Nonetheless, attracting and retaining talent are by no means easy tasks for China. Even just the matter of retaining Chinese talent has caused the Chinese government headaches for years. Since the sizes of the upper and middle classes in Chinese society have ballooned faster than ever before, more economically-capable households have sent their children to study overseas. Frequently those young minds, who are armed with valuable know-how, choose to settle overseas after graduation. When push comes to shove, more desirable working environments, living styles, and healthcare developments are the major reasons for their preferences. On that account, the state-owned China Daily has dubbed the situation as “the world’s worst brain drain.”
Meanwhile, more secure wealth preservation overseas is another factor which constantly drains talent and capital abroad. According to Shanghai Hurun Research Institute’s studies of the Chinese upper class in 2015, 64 percent of the “high net worth individuals” whom it polled were either emigrating or planning to do so. Most of all, their preferences are based on the belief that China’s existing financial and legal systems are not regulated enough to protect their wealth.
Given this backdrop, it is not hard to conceive that highly-skilled human capital outflow always outweighs the inflow in China. This imbalance reflects the limited attractiveness of the country to highly-skilled talents worldwide; as long as that’s the case, the Chinese government’s road to attracting overseas talent will in all likelihood be arduous.

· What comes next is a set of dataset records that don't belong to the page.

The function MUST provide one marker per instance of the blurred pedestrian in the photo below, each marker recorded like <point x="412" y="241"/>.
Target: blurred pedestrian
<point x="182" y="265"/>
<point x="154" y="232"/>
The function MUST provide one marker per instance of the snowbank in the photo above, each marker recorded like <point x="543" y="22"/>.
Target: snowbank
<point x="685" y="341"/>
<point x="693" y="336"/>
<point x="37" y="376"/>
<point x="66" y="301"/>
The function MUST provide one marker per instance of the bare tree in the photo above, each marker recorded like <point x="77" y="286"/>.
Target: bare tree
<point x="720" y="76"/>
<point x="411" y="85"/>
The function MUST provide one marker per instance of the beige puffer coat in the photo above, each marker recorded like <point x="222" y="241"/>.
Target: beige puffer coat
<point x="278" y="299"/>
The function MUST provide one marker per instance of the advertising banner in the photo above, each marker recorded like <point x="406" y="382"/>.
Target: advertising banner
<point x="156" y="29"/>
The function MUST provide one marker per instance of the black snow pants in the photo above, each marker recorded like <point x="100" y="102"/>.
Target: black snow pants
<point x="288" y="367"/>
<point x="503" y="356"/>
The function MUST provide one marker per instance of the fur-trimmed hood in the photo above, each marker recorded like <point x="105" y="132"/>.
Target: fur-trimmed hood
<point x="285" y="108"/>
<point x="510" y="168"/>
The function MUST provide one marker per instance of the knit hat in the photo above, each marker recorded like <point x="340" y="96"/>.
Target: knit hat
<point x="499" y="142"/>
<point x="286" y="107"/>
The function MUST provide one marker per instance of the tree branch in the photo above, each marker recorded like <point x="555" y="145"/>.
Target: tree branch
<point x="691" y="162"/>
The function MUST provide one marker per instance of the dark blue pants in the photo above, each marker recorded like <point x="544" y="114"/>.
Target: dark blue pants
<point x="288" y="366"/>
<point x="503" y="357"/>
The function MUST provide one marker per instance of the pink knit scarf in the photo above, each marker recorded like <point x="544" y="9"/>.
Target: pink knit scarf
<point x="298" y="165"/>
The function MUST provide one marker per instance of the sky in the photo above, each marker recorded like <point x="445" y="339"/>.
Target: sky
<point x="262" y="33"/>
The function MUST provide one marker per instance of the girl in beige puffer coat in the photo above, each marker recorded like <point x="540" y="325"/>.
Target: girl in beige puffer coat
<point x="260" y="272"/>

Ultimately, a lack of confidence in the Chinese system is the root cause of the imbalance. The 16 new immigration measures to take into effect Guangdong may well facilitate the immigration process. The immigration office, which will be created later this year, may be able dispense more tempting offers to overseas talent. Yet neither measure will touch the root of the problem. If China is to achieve a smoother transition into a more skill-based economy, it must shore up its soft power – no matter whether it is engaging overseas Chinese to return or luring foreign nationals to settle in China.
Wy Cheng is a researcher and writer on politics and economics.